Healthcare concerns take centre stage at First Minister’s Questions

Exchanges over deaths at Glasgow hospital and Covid vaccine booster rollouts.

Healthcare concerns take centre stage at First Minister’s QuestionsSNS Group

I get a slightly uncomfortable feeling when the heartache of those who have suffered a tragic loss in the NHS is raised directly in parliament.

Not because it is not appropriate to do so, but because questions and answers in the hands of politicians threaten to relegate grief ahead of a defence of reputations.

And when exchanges threaten to become bad tempered, I always ask, what do those who are grieving make of this? At FMQs, both opposition and government just about stayed within the limits of acceptable disagreement.

Scottish Labour leader Anas Sarwar has been a determined champion of parents unhappy with the explanations given of the deaths of loved ones at Glasgow’s Queen Elizabeth hospital.

It is his job to ask difficult questions and to use parliament to advocate on behalf of those who feel powerless and without a voice. After all, if the national legislature cannot give a voice to the voiceless, who can?

Today, he raised the death of a six-month-old baby, which he said was linked to a bacterial infection associated with the water supply at the hospital. He said the baby’s mother had no confidence in the health board. It was yet another voice adding to others who have expressed similar views.

The difficulty for any opposition leader is to know when to draw a line.
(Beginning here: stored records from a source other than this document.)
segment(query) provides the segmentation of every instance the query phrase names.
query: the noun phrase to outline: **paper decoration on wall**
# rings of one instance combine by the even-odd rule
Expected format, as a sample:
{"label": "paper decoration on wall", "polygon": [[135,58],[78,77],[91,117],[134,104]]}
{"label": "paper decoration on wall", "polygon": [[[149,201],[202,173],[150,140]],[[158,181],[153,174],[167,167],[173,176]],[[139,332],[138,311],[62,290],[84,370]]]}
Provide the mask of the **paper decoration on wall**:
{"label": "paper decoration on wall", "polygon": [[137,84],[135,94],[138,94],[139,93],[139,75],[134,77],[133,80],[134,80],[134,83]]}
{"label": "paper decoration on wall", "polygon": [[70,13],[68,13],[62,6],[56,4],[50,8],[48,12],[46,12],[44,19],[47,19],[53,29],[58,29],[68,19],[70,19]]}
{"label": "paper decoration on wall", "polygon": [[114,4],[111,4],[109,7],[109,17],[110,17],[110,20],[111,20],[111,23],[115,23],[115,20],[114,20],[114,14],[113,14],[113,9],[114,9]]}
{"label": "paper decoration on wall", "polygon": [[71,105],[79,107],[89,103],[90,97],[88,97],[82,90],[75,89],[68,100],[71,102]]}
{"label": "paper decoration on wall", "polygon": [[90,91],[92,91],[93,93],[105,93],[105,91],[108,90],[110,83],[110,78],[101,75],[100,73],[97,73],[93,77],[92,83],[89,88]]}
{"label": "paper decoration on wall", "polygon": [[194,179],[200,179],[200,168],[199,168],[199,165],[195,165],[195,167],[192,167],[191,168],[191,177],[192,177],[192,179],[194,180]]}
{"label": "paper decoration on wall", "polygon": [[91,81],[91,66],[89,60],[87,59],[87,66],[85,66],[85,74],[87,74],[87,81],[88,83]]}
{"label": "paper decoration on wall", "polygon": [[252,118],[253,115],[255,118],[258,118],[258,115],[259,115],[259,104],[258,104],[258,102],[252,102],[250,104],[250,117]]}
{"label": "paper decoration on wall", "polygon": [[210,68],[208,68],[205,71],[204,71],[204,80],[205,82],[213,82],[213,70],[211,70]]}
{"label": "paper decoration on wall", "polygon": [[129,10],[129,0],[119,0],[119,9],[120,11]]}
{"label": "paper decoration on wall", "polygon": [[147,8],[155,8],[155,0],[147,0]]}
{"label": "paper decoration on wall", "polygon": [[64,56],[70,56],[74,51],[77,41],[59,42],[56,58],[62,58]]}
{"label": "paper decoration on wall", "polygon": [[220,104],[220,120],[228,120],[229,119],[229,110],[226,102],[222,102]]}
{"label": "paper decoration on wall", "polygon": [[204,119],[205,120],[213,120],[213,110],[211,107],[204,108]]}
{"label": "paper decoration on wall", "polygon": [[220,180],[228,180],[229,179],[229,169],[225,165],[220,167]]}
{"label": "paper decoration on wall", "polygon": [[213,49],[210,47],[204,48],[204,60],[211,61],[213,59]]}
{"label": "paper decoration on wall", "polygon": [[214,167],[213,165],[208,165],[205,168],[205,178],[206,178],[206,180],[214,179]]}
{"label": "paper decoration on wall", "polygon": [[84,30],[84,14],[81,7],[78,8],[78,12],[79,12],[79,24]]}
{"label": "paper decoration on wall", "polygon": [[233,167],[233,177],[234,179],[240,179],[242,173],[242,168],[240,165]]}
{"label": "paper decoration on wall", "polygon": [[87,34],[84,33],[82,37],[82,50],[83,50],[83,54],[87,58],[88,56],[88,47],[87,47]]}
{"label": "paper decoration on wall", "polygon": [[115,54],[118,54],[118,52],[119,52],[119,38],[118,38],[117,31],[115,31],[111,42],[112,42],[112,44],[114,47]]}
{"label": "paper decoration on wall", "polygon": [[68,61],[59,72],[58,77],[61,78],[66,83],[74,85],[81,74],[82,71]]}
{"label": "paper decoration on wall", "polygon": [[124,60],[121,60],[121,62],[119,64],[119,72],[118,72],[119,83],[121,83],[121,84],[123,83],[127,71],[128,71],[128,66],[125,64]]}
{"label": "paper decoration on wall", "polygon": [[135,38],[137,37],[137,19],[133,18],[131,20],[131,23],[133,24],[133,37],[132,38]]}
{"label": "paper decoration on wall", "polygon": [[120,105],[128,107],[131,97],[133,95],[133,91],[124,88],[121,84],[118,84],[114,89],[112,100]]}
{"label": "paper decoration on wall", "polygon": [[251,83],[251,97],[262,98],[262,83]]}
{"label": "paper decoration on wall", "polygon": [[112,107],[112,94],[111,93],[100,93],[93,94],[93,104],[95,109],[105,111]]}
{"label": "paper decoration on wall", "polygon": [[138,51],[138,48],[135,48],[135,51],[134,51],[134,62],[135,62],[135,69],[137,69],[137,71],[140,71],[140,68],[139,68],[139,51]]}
Being measured in your pursuit of answers in specific cases can be misinterpreted as an attack on the reputation of an entire hospital.

Yesterday, clinicians at the hospital felt that claims made in parliament undermined public confidence in the entire range of services provided by the hospital. There is always a risk that when a narrative takes hold, its frequent repetition helps instil a reputation for scandal in the public consciousness.

Anas Sarwar has always trained his opprobrium on managers of the health board, not the frontline staff, but some of those staff feel the attrition over who should be accountable for hospital-acquired infections and deaths reflects on them, as well as those who run and plan the service.

There is no easy way to square an opposition’s duty to scrutinise with an injunction to hold back in case your concerns on specific issues leads to a more general feeling that a hospital cannot perform its tasks professionally.

The First Minister was bullish in her defence of the government’s handling of the issues surrounding the hospital, rejecting Sarwar’s view that she has chosen the side of the health board over the concerns of patients. 

Nicola Sturgeon told him that his ‘sack the board’ demand was not the right call, certainly not in the midst of a pandemic. If she thought issues would disappear by sacking the board, she would do precisely that.

This will not go away. At the heart of the issue is accountability. In the first instance, it is for clinicians to explain matters to patients and for the health board to ensure that every patient gets the answers they seek. It is for managers to explain and defend publicly their decision making.

In the case of the health board, it seems that accountability extends to issuing statements and seeking the cover of elected politicians who oversee but do not provide healthcare systems. The health board should be taking to the airwaves every day to reassure the public. That is the least they can do in the accountability stakes.

Douglas Ross, the Scottish Conservative leader, raised the issue of the booster jag rollout, arguing there was a backlog of nearly two million jags. He slammed the government’s communications on booster jags, saying they were a mess. 

He took MSPs through a timeline of what the national clinical director and First Minster had said earlier in the week and contrasted that with people being turned away from vaccination centres.

The FM apologised but rejected the general charge, saying only a small number of people had been turned away after the rules on vaccination changed. She said that Scotland had the fastest vaccination rates in the UK and that was true of the first two doses as well as the booster.

Again, it is quite proper for Ross to raise these issues. He merely reflects the frustration of those who booked an appointment and turned up only to be turned away.  He also called for mass vaccination centres to ramp up the rate at which people are jagged.

The government benches groaned when Ross spoke, believing him to be making a crisis out of an issue for a small number of people. The longer the exchanges went on, the more impatient became his tone and that of the First Minister.

I did think, for those affected, they simply want to know that the system will work. The latter, angry exchanges jarred.

But then again, all accountability is inevitably rooted in the concerns, not only of people but of their advocates, the politicians.